Another reason why, Ober says, is that coping strategies subsistence farmers would use to get through economic hardship were no longer an option once the pandemic hit. For example, during prolonged and repeated droughts in the region known as “the dry corridor,” it’s common for farmers to temporarily move into cities for a season if their crops are struggling.

“With Covid-19, it was a double whammy,” Ober says. “If you moved to the city, there were lockdowns, and you weren’t able to access those economic opportunities anymore. It made it harder to overcome any kind of shocks.”

The pandemic pushed 22 million more people into poverty in Latin America last year, according to the United Nations Economic Commission for Latin America and the Caribbean. That’s on top of the public health consequences, which have also been devastating.

It’s also made logistics at the border more difficult

In addition to worsening economic conditions in Central America, the pandemic has also contributed to a big backlog at the US-Mexico border.

“It’s playing a huge role,” says Sarah Pierce, a policy analyst at the Migration Policy Institute.

A growing number of unaccompanied minors are being held in facilities longer than the 72-hour legal limit because shelters run by the Department of Health and Human Services haven’t had enough space due to pandemic constraints on how many people they could house.

“The administration had limited HHS’ capabilities to shelter unaccompanied child migrants. They had decreased their bed space by 40%. Thousands of beds that normally would be available were offline,” Pierce says. Even though those capacity rules were recently lifted and the shelters have been ramping up to hold more people, she says, the process has been slow.

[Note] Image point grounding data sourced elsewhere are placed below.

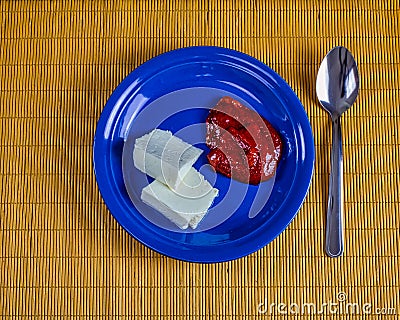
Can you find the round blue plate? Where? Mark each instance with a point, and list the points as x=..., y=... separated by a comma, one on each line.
x=174, y=91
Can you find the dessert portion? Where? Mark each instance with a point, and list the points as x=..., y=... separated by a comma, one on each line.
x=164, y=157
x=179, y=191
x=243, y=145
x=184, y=211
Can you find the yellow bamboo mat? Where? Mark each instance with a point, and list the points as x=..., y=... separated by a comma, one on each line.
x=62, y=254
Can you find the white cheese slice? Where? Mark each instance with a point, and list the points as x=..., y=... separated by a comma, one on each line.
x=164, y=157
x=185, y=206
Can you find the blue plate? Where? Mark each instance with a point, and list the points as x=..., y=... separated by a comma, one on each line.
x=174, y=91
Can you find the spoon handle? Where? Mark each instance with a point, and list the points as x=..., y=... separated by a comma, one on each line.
x=334, y=228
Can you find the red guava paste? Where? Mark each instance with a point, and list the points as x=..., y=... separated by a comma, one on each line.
x=244, y=146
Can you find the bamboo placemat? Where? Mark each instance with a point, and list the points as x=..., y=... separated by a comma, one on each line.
x=63, y=254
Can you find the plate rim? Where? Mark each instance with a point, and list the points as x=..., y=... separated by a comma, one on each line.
x=117, y=98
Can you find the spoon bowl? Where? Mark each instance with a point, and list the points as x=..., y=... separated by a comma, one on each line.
x=337, y=88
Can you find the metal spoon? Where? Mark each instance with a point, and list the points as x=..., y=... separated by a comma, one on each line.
x=337, y=89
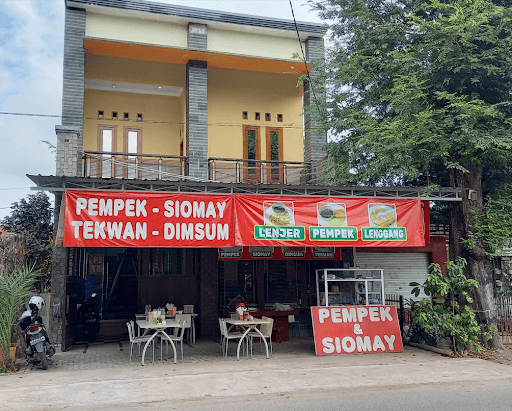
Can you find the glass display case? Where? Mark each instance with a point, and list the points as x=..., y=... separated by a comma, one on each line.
x=349, y=286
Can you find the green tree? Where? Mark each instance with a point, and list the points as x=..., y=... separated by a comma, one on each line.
x=33, y=217
x=419, y=93
x=14, y=287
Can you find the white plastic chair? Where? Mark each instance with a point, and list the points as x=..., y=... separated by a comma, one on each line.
x=266, y=330
x=184, y=320
x=226, y=336
x=292, y=321
x=137, y=339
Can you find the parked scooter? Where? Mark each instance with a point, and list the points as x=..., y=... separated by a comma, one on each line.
x=89, y=319
x=39, y=348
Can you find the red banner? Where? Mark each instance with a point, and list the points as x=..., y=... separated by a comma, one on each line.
x=130, y=219
x=135, y=219
x=316, y=221
x=356, y=329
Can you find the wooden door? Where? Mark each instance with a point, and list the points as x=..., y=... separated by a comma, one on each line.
x=107, y=142
x=132, y=144
x=274, y=143
x=252, y=151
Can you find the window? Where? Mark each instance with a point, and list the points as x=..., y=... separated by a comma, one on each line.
x=252, y=151
x=107, y=142
x=274, y=143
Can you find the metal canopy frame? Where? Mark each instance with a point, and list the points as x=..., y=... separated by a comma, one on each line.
x=59, y=184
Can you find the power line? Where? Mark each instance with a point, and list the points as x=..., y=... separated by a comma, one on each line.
x=16, y=188
x=179, y=123
x=307, y=69
x=29, y=114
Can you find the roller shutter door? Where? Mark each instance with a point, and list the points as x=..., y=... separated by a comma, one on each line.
x=400, y=269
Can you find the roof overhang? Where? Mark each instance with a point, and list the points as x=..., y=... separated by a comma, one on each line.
x=213, y=18
x=163, y=54
x=60, y=184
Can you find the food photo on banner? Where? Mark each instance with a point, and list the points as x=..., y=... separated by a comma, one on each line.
x=356, y=329
x=317, y=221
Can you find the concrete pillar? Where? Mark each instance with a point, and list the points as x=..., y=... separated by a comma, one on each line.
x=314, y=139
x=73, y=81
x=68, y=161
x=197, y=119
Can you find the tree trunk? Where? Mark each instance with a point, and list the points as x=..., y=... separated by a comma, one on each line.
x=478, y=266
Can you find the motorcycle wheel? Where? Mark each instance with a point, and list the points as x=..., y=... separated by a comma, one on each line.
x=44, y=361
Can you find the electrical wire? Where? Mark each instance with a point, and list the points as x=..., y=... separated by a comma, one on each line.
x=307, y=69
x=287, y=126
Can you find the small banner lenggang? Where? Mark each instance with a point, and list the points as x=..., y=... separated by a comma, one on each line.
x=135, y=219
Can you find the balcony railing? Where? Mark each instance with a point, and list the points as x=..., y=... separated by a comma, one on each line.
x=229, y=170
x=103, y=164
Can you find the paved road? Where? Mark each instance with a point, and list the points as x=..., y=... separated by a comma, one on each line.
x=415, y=379
x=466, y=396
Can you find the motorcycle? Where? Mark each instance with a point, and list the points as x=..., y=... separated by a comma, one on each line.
x=89, y=319
x=39, y=348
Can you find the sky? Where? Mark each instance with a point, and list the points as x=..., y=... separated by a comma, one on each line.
x=31, y=50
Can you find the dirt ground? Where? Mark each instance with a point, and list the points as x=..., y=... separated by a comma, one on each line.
x=501, y=356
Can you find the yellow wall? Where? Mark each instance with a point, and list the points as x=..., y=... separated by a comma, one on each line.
x=135, y=30
x=230, y=92
x=167, y=34
x=251, y=44
x=163, y=124
x=162, y=127
x=134, y=71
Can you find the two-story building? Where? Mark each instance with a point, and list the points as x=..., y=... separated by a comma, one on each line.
x=186, y=169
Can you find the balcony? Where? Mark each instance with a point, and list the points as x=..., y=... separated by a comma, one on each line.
x=102, y=164
x=229, y=170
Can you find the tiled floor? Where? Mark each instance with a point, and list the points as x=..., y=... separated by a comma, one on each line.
x=116, y=355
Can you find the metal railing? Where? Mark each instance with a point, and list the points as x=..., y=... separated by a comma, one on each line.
x=105, y=164
x=230, y=170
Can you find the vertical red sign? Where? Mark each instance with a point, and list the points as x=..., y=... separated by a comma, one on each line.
x=356, y=329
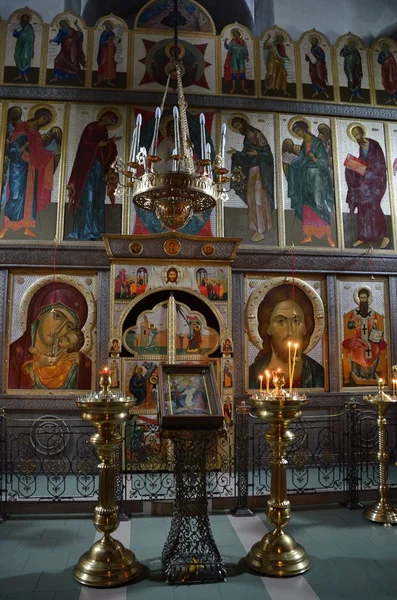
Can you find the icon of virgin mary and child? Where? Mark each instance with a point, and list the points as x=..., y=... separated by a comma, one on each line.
x=48, y=354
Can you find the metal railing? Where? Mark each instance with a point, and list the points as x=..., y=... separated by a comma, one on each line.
x=51, y=460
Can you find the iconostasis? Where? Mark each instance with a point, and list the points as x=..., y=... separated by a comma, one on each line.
x=170, y=302
x=312, y=195
x=68, y=53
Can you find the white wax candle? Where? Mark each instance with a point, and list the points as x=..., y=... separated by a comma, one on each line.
x=223, y=143
x=175, y=113
x=157, y=117
x=202, y=135
x=138, y=130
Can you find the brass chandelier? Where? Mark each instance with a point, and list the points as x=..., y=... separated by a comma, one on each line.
x=190, y=186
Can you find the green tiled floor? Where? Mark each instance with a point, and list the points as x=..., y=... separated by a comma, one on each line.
x=351, y=558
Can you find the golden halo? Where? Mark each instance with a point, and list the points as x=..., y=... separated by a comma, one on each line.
x=33, y=109
x=233, y=116
x=351, y=127
x=170, y=46
x=383, y=41
x=315, y=37
x=108, y=21
x=350, y=39
x=259, y=294
x=292, y=121
x=116, y=112
x=24, y=12
x=367, y=289
x=64, y=19
x=163, y=124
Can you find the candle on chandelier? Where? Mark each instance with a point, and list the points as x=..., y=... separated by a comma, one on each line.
x=157, y=117
x=296, y=346
x=138, y=133
x=223, y=143
x=202, y=135
x=175, y=113
x=133, y=147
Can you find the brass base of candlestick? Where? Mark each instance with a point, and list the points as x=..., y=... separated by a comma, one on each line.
x=381, y=512
x=278, y=555
x=106, y=564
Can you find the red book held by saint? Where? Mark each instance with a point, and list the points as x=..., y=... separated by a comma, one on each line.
x=355, y=164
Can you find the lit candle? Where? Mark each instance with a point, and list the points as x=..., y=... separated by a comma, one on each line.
x=138, y=131
x=296, y=346
x=223, y=143
x=175, y=113
x=157, y=117
x=133, y=147
x=202, y=135
x=208, y=157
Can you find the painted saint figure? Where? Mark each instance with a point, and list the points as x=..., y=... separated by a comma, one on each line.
x=275, y=59
x=195, y=339
x=114, y=370
x=228, y=411
x=286, y=315
x=353, y=68
x=310, y=185
x=317, y=68
x=138, y=386
x=31, y=169
x=367, y=181
x=151, y=341
x=389, y=71
x=364, y=341
x=70, y=61
x=92, y=178
x=227, y=375
x=237, y=55
x=48, y=355
x=106, y=57
x=24, y=47
x=256, y=162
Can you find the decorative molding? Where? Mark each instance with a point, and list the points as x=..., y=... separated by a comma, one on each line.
x=333, y=346
x=114, y=97
x=238, y=331
x=393, y=311
x=3, y=320
x=280, y=261
x=274, y=260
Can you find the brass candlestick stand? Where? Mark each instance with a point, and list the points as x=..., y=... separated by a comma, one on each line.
x=107, y=563
x=382, y=511
x=278, y=554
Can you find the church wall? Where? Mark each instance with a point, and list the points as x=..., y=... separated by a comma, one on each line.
x=332, y=261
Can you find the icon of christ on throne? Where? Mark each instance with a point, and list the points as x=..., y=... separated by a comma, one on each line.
x=364, y=346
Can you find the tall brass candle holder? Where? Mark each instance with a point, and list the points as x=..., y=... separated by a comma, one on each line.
x=278, y=554
x=382, y=511
x=107, y=563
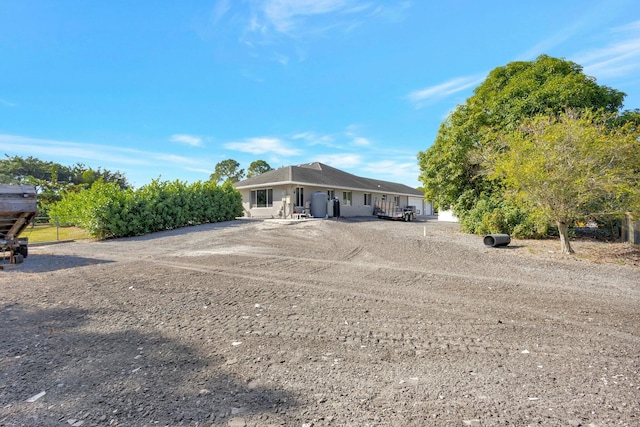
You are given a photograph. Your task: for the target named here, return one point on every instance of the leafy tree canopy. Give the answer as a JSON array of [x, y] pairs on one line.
[[227, 171], [454, 171], [50, 178], [258, 167], [574, 167]]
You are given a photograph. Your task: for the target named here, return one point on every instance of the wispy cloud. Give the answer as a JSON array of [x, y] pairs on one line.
[[396, 170], [289, 16], [619, 58], [312, 138], [438, 92], [352, 133], [341, 160], [263, 145], [194, 141], [6, 103], [95, 155]]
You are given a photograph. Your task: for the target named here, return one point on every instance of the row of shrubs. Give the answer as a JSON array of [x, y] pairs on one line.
[[106, 211]]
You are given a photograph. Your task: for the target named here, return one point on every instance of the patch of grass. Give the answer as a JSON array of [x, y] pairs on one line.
[[51, 233]]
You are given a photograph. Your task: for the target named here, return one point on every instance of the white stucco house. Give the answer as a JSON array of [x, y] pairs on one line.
[[313, 189]]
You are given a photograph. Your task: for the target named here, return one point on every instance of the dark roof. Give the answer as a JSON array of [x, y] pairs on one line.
[[320, 175]]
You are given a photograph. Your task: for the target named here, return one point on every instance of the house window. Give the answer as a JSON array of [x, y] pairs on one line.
[[262, 198], [299, 196], [346, 198]]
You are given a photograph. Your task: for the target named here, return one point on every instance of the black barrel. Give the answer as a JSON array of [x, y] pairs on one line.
[[495, 240]]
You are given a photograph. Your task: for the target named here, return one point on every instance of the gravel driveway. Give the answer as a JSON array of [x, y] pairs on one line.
[[359, 322]]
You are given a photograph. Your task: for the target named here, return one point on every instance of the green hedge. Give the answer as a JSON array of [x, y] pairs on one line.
[[106, 211]]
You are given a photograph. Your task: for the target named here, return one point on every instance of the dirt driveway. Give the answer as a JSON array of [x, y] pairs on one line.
[[317, 323]]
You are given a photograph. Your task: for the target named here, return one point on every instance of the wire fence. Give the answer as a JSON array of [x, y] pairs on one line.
[[53, 229]]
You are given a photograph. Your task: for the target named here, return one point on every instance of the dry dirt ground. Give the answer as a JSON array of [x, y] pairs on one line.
[[359, 322]]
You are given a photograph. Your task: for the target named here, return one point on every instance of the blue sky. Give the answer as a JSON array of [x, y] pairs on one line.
[[167, 89]]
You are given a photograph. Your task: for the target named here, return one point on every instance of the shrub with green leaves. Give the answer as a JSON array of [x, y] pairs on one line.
[[107, 211]]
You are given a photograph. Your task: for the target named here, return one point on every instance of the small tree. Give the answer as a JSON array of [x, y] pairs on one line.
[[258, 167], [227, 170], [572, 167]]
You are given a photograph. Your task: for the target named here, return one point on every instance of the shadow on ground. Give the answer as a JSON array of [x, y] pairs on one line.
[[118, 378], [40, 263]]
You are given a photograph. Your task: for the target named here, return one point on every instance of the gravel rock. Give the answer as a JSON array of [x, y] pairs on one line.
[[340, 322]]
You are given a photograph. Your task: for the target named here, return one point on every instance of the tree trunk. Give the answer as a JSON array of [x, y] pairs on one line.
[[563, 230]]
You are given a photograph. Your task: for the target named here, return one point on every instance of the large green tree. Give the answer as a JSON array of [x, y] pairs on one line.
[[570, 168], [227, 171], [454, 170], [51, 179], [258, 167]]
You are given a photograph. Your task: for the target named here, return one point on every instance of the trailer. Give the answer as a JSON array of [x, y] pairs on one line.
[[390, 211], [18, 207]]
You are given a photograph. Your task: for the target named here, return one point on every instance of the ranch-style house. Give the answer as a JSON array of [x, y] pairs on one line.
[[317, 190]]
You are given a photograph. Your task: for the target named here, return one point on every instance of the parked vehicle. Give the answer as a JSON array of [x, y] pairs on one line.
[[18, 207], [407, 213]]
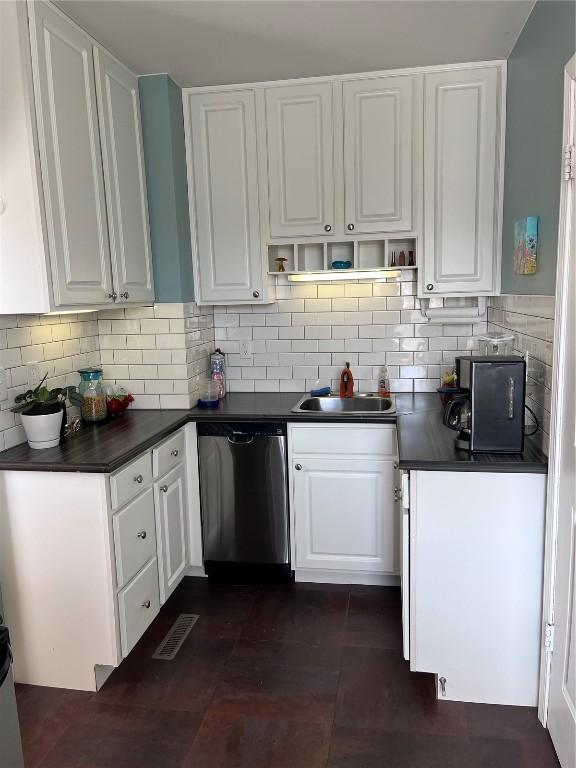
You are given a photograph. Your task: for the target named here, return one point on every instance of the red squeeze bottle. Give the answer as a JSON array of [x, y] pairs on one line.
[[346, 382]]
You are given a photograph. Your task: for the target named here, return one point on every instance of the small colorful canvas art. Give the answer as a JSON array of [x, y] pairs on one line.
[[525, 245]]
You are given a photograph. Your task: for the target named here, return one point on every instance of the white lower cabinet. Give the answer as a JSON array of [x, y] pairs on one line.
[[86, 560], [344, 517], [475, 583], [138, 606], [171, 526]]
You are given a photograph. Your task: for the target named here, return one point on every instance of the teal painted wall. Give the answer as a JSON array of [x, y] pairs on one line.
[[534, 138], [165, 159]]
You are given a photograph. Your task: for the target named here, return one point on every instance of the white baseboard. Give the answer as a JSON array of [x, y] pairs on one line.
[[347, 577], [196, 570]]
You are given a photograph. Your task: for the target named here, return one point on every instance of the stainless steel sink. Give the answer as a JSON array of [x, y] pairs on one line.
[[359, 404]]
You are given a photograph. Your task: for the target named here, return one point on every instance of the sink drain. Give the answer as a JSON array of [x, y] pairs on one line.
[[175, 637]]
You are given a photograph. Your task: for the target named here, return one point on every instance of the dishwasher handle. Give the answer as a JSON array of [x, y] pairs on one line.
[[240, 439], [241, 431]]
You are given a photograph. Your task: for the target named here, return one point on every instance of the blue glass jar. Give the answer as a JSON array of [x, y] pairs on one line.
[[91, 387]]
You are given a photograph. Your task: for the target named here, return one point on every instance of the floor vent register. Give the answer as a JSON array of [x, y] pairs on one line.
[[175, 637]]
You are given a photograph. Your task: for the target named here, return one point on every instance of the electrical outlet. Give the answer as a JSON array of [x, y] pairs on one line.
[[3, 385], [245, 350], [35, 373]]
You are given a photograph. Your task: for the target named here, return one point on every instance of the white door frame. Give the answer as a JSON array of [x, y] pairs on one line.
[[557, 425]]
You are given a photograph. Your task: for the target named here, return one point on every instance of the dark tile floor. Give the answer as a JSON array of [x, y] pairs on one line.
[[302, 676]]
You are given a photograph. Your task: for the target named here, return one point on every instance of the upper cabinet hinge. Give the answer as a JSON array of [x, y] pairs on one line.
[[569, 158], [549, 637]]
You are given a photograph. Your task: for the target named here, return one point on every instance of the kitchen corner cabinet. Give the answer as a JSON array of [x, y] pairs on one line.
[[222, 164], [86, 560], [91, 243], [300, 143], [125, 177], [473, 596], [381, 152], [463, 148], [344, 513]]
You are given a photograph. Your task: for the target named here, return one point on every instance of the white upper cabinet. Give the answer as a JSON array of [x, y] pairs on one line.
[[74, 232], [462, 190], [380, 132], [124, 174], [71, 159], [223, 191], [300, 136]]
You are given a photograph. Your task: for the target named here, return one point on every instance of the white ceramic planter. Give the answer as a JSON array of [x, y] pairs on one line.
[[43, 431]]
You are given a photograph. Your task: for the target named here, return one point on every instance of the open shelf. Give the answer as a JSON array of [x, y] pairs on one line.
[[371, 254], [365, 254], [339, 252], [281, 252]]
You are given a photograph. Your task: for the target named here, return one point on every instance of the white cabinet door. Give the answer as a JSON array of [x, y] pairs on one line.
[[299, 122], [405, 561], [379, 132], [344, 515], [223, 177], [171, 530], [461, 181], [476, 560], [70, 157], [125, 180]]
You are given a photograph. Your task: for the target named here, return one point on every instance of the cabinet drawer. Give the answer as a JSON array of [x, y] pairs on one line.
[[138, 605], [168, 454], [343, 440], [134, 536], [129, 481]]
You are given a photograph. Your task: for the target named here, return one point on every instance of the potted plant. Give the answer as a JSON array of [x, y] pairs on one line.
[[42, 411]]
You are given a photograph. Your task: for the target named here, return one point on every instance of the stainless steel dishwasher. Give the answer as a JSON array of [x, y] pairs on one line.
[[244, 500]]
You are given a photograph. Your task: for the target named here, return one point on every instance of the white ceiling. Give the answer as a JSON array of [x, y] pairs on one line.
[[208, 42]]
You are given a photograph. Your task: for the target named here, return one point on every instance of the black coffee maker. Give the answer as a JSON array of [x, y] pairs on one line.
[[489, 413]]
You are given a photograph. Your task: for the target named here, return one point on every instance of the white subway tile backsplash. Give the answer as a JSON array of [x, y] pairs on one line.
[[280, 318], [359, 290], [265, 333], [267, 386], [291, 332], [345, 305], [305, 345], [330, 291], [318, 332]]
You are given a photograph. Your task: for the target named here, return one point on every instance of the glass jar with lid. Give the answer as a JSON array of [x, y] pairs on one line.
[[92, 389]]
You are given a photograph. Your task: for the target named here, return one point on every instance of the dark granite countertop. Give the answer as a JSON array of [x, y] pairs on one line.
[[100, 447], [424, 443]]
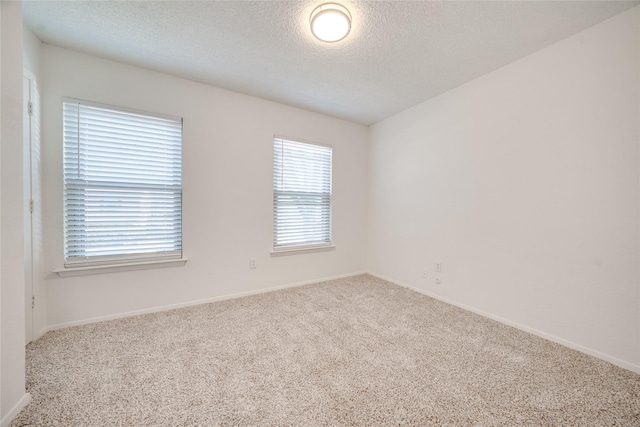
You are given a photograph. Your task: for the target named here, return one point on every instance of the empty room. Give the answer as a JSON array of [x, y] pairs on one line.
[[303, 213]]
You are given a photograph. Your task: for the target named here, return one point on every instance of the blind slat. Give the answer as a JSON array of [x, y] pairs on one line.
[[122, 185], [301, 194]]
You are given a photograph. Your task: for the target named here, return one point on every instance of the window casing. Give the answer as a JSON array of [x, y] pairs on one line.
[[301, 195], [122, 185]]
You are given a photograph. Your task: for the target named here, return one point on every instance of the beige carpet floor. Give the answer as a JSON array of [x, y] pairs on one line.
[[354, 351]]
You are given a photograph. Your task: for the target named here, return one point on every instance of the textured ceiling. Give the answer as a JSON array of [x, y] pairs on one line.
[[398, 54]]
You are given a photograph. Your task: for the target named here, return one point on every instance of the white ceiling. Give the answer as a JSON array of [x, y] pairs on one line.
[[398, 54]]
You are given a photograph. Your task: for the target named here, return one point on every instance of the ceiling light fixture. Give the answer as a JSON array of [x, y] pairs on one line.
[[330, 22]]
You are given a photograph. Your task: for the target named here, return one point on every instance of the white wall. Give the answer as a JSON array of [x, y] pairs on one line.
[[13, 396], [227, 190], [32, 64], [525, 184]]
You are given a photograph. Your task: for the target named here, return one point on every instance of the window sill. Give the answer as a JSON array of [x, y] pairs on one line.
[[307, 249], [101, 269]]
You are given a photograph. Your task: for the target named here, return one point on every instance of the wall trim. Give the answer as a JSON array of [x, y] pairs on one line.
[[613, 360], [13, 412], [158, 309]]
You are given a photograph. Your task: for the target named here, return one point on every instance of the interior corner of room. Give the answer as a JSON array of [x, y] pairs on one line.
[[515, 195]]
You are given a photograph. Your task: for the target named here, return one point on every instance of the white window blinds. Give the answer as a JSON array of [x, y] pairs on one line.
[[122, 185], [301, 194]]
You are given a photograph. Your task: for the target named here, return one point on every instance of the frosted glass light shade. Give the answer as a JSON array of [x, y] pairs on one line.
[[330, 22]]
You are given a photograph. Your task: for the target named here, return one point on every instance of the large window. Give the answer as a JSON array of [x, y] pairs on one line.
[[122, 185], [301, 195]]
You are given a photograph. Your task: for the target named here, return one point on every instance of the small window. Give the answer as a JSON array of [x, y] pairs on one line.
[[122, 185], [301, 195]]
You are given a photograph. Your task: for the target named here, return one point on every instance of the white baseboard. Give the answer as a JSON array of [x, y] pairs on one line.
[[13, 412], [190, 303], [618, 362]]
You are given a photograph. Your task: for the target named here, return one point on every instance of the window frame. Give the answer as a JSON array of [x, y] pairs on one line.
[[281, 249], [77, 265]]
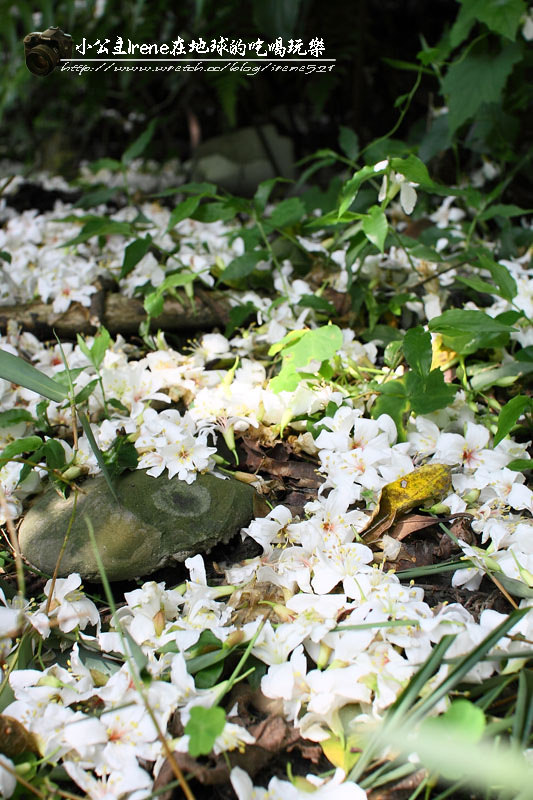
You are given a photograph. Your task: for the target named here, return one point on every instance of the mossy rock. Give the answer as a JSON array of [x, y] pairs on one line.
[[158, 522]]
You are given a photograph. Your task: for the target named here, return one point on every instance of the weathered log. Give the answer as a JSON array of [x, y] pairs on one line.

Another major complicating factor: the pandemic is ongoing — raising public health questions about the conditions in facilities where migrants are detained and how coronavirus testing is being conducted.

“There hasn’t been a lot of transparency about the testing process. … It’s adding a layer of complexity to an already very challenging situation,” Pierce says.

And the government hasn’t given the media access to the Customs and Border Protection facilities where many migrants are being held, so there’s still a lot we don’t know about what’s happening behind closed doors.